*Xiaojing Du1,2, James M Russell1,2, Zhengyu Liu3, Bette L Otto-Bliesner4, Delia W Oppo5, Mahyar Mohtadi6, Chenyu Zhu7, Valier V Galy8, Enno Schefuß6, Yan Yan9, Yair Rosenthal10, Nathalie Dubois11,12, Jennifer Arbuszewski5, Yu Gao13
(1.Department of Earth, Environmental, and Planetary Sciences, Brown University, 2.Institute at Brown for Environment and Society, Brown University, 3.Atmospheric Science Program, Department of Geography, The Ohio State University, 4.Climate and Global Dynamics Laboratory, National Center for Atmospheric Research, 5.Geology and Geophysics Department, Woods Hole Oceanographic Institution, 6.MARUM-Center for Marine Environmental Sciences, University of Bremen, 7.Frontier Science Center for Deep Ocean Multispheres and Earth System (FDOMES) and Physical Oceanography Laboratory, Ocean University of China, 8.Department of Marine Chemistry and Geochemistry, Woods Hole Oceanographic Institution, 9.State Key Laboratory of Isotope Geochemistry, CAS Center for Excellence in Deep Earth Science, Guangzhou Institute of Geochemistry, Chinese Academy of Sciences, 10.Department of Marine and Coastal Sciences and Department of Earth and Planetary Sciences, Rutgers, State University of New Jersey, 11.Department of Surface Waters Research and Management, Eawag, 12.Department of Earth Sciences, ETH Zürich, 13.Department of Atmospheric and Oceanic Sciences, School of Physics, Peking University)

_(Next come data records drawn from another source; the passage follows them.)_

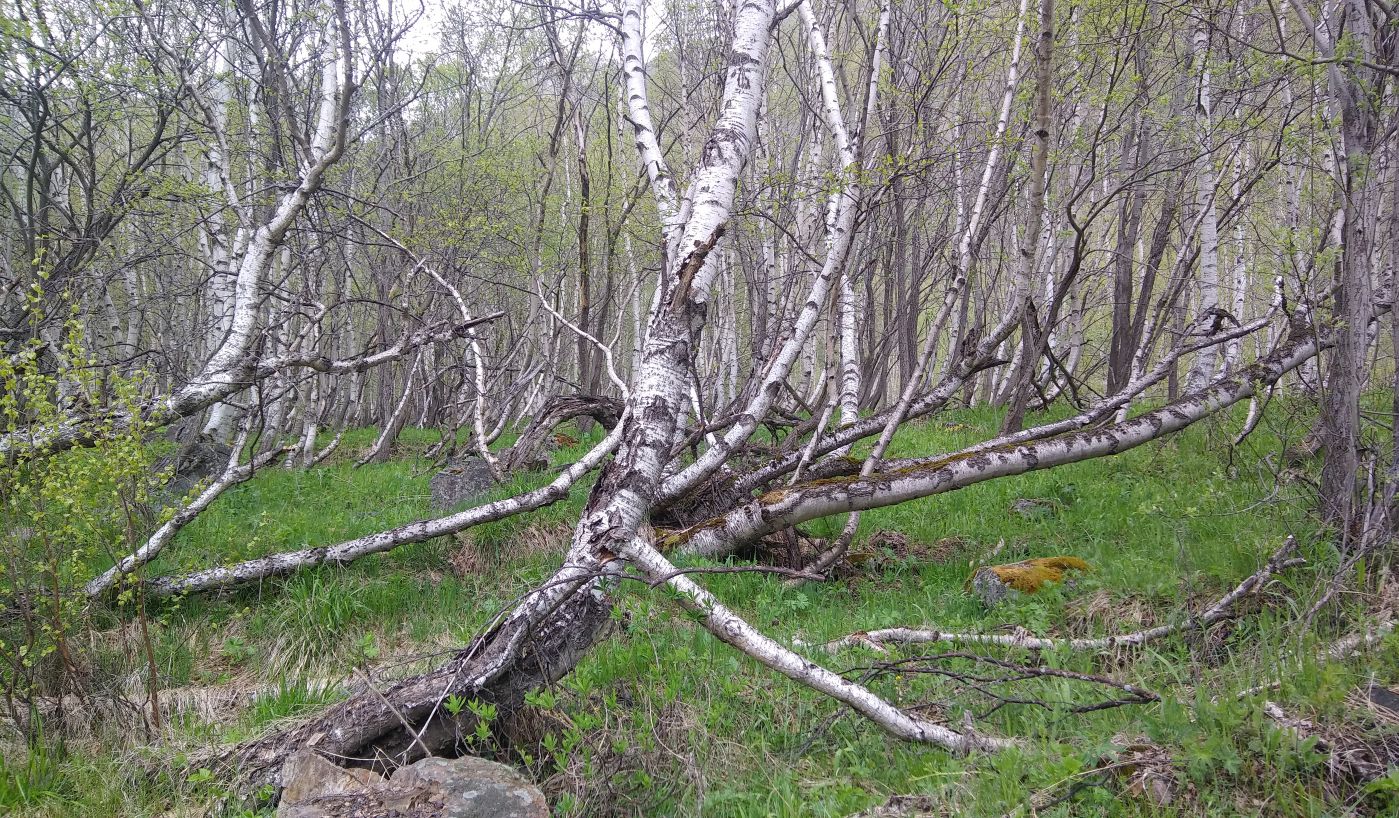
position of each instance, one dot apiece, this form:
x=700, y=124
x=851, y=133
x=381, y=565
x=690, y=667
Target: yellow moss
x=1030, y=575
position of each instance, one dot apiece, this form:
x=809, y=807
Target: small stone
x=459, y=483
x=1033, y=508
x=434, y=787
x=307, y=776
x=474, y=787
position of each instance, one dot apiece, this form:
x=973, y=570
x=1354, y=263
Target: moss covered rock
x=995, y=582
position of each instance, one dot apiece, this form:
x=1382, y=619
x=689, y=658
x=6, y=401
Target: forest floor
x=662, y=719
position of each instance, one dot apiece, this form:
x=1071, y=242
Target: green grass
x=677, y=723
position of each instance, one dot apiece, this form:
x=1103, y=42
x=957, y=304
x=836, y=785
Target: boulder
x=462, y=481
x=995, y=582
x=434, y=787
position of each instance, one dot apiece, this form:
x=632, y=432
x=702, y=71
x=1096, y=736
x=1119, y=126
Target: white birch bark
x=1205, y=195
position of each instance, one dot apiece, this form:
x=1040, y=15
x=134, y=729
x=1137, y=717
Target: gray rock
x=474, y=787
x=989, y=589
x=459, y=483
x=308, y=776
x=434, y=787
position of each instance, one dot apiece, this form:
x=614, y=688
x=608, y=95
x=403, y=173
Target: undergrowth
x=662, y=719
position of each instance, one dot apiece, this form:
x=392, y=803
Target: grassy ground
x=665, y=720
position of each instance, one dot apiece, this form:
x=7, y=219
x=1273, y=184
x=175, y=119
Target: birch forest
x=698, y=407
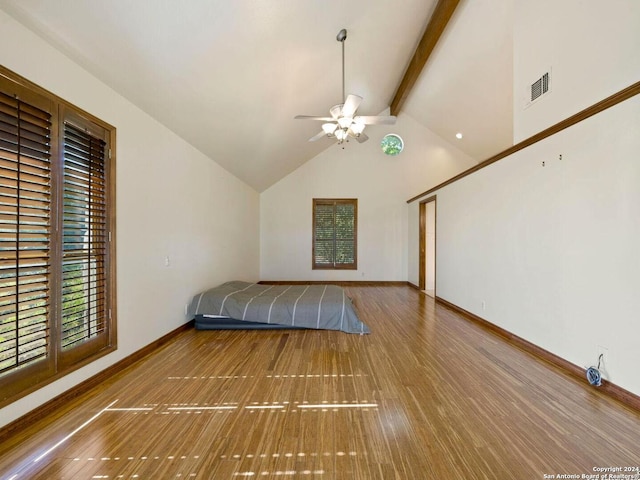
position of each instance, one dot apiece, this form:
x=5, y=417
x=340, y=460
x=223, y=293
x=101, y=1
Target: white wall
x=591, y=47
x=171, y=201
x=381, y=184
x=552, y=251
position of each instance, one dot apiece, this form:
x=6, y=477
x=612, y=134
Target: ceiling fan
x=343, y=122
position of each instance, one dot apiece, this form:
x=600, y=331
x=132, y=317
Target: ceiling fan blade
x=362, y=138
x=311, y=117
x=376, y=120
x=318, y=136
x=351, y=104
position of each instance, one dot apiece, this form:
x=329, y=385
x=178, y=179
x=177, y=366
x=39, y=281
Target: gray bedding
x=324, y=307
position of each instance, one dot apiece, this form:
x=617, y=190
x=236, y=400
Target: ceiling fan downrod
x=341, y=37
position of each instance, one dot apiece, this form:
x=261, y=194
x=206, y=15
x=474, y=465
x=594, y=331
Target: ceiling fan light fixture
x=329, y=128
x=341, y=134
x=357, y=128
x=336, y=110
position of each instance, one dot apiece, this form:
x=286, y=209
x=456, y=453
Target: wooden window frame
x=335, y=266
x=18, y=381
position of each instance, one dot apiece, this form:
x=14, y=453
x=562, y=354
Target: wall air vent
x=539, y=88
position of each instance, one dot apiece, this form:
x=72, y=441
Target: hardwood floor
x=428, y=395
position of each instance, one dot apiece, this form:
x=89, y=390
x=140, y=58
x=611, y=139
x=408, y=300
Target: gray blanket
x=309, y=306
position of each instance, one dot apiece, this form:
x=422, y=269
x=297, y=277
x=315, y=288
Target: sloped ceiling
x=229, y=76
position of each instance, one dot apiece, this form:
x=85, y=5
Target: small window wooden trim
x=15, y=383
x=315, y=265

Keywords:Tropical Indian Ocean , AMOC, Heinrich stadial 1, ITCZ
Heinrich stadial 1 (HS1) involves the largest Atlantic Meridional Overturning Circulation (AMOC) reduction in recent geological time. Such abrupt changes in AMOC are thought to impact tropical hydroclimate via adjustments of the latitudinal position of the intertropical convergence zone (ITCZ). However, proxy records suggest zonal anomalies over the tropical Indian Ocean, featuring intense and widespread drought in tropical East Africa and generally wet but heterogeneous conditions in the Maritime Continent. Here we synthesize proxy data and an isotope-enabled transient deglacial simulation and show an intensified Walker circulation across the tropical Indian Ocean in response to the North Atlantic meltwater forcing during HS1. We propose that the southward ITCZ shift over the eastern Indian Ocean, in response to North Atlantic cooling strengthens the Indian Ocean Walker circulation, triggering an east-west precipitation dipole across the basin during HS1. This dipole reverses the zonal precipitation anomalies caused by the exposure of Sunda and Sahul shelves due to the glacial lower sea level. Our study illustrates how zonal modes of atmosphere-ocean circulation can amplify or reverse global climate anomalies. Given the potential for reduced AMOC under global warming, this work highlights the importance of the zonal modes of atmosphere-ocean circulation for future climate change.